Réfugiés : non, Merkel ne s’est pas reniée

publié le 16 septembre 2015 à 20h06

En rétablissant provisoirement les contrôles à ses frontières, la chancelière allemande ne s’est pas alignée sur les positions de la droite française, comme le claironne un très respectable fils d’immigré hongrois qui brigue l’Elysée. Pourquoi ? Primo, parce que cette possibilité est offerte à titre exceptionnel par l’accord de Schengen, et Angela Merkel n’entend pas le remettre en question comme le prône Nicolas Sarkozy, ce qui ne changerait d’ailleurs rien aux flux actuellement constatés. Secundo, parce que la politique bienveillante de Berlin n’a pas changé. Pendant les contrôles aux frontières autrichiennes, les arrivées de réfugiés se poursuivent : on en a compté 3 800 lundi. Fin 2015, l’Allemagne aura ainsi accueilli 800 000 à 1 million de demandeurs d’asile, douze fois plus que la France. Merkel ne fait preuve en la matière d’aucune fantaisie : elle applique simplement, comme la loi le prévoit, le droit d’asile, pour lequel il ne peut y avoir de limitation quantitative. La chancelière se retrouve ainsi bien loin des attitudes restrictives en vogue dans notre pays, où l’on saluera néanmoins un changement de ton.
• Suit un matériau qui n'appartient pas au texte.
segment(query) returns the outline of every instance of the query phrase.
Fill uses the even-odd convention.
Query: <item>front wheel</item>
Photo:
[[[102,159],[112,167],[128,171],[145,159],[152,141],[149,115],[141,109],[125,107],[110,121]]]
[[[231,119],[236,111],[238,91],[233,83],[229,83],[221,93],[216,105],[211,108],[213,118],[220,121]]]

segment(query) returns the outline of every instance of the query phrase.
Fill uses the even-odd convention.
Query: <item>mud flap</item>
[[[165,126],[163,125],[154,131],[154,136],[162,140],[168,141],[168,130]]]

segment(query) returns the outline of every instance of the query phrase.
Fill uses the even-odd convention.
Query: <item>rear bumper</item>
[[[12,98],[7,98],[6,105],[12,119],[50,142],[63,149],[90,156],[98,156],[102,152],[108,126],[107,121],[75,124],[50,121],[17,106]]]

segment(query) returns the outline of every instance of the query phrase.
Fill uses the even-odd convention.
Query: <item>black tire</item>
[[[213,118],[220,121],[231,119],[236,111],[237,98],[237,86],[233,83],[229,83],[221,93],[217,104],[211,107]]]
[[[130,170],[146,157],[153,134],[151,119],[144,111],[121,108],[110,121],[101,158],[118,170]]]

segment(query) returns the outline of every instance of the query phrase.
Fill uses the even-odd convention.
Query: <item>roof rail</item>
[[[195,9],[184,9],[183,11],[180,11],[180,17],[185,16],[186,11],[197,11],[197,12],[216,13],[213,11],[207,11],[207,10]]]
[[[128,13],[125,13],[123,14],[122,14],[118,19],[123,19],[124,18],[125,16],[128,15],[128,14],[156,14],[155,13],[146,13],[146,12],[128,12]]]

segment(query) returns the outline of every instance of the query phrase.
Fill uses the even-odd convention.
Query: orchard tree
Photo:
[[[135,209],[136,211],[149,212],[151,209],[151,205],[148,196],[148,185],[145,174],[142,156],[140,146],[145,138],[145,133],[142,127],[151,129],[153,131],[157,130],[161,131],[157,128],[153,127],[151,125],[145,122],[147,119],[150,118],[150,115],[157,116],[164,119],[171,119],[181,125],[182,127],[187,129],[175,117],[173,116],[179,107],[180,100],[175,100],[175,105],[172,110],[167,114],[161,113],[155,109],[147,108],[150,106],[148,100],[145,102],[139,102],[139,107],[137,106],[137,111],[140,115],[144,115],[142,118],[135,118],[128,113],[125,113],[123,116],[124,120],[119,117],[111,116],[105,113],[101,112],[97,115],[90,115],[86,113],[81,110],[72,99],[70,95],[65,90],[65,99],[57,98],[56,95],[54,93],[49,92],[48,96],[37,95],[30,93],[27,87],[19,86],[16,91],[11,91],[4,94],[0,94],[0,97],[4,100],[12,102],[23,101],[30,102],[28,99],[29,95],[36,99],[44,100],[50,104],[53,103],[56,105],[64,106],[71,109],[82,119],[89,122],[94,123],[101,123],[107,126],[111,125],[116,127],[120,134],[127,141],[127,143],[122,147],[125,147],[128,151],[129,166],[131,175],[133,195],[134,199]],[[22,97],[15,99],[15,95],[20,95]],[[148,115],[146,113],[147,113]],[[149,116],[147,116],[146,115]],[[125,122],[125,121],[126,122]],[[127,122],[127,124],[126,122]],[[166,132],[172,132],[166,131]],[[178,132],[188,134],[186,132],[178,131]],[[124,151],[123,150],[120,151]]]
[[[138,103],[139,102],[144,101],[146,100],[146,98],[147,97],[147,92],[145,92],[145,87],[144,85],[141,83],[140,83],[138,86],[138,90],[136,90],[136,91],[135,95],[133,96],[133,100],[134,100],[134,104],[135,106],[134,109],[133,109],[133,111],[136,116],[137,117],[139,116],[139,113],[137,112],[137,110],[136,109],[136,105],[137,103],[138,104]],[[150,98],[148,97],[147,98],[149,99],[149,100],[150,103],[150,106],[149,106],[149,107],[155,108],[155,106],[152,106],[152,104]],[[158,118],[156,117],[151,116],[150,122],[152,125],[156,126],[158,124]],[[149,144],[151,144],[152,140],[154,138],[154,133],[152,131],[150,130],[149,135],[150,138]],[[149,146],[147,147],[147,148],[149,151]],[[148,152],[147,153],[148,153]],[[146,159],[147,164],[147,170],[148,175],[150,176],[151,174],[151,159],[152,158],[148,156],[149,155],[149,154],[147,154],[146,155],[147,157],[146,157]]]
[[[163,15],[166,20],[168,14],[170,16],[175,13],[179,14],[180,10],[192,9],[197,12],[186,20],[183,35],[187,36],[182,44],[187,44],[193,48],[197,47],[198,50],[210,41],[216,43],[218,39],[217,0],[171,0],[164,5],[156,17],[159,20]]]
Jusqu'ici plus adepte de fermeté que d'humanité, le ministre de l'Intérieur, Bernard Cazeneuve, a ainsi fustigé lundi l'incapacité de ses homologues européens à se mettre d'accord sur une répartition contraignante des réfugiés : «Pendant que nous tergiversons, les opinions publiques nous jugent, et les migrants meurent», a-t-il indiqué. Réjouissons-nous : le gouvernement n'a pas toujours eu cette pensée pour les 2 800 personnes noyées en Méditerranée depuis janvier, alors que ce cimeterium nostrum aurait dû depuis longtemps scandaliser nos leaders. Il leur a fallu la photo du petit Aylan pour se réveiller : on s'en félicitera, tout en restant perplexe devant un tel retard à l'allumage. Depuis, les petits Aylan se multiplient, hélas sans photo : 38 noyés dimanche en mer d'Egée, entre Turquie et Grèce, 22 victimes mardi dans une barque tentant de rejoindre Kos. Ces morts ne font pas les gros titres : on n'a pas d'image… Mais il faut rappeler ceci : la responsabilité en incombe en partie à la politique des pays européens. Comme le remarquait Médecins sans frontières, dimanche, dans une lettre ouverte au président de la République, certaines mesures «ont même aggravé» la situation, comme ces «barrières et empreintes digitales obligatoires [qui] ne font qu'inciter les gens à opter pour des itinéraires clandestins toujours plus dangereux». «Peu importe les obstacles, ces personnes continueront de venir», souligne l'ONG. Qui dégaine une proposition déjà évoquée, mais en vain jusqu'ici : l'Europe doit instaurer des voies légales d'entrée pour les demandeurs d'asile. C'est effectivement la seule solution possible si l'on veut que le compteur des morts - dix par jour environ en 2015 - freine sa course folle.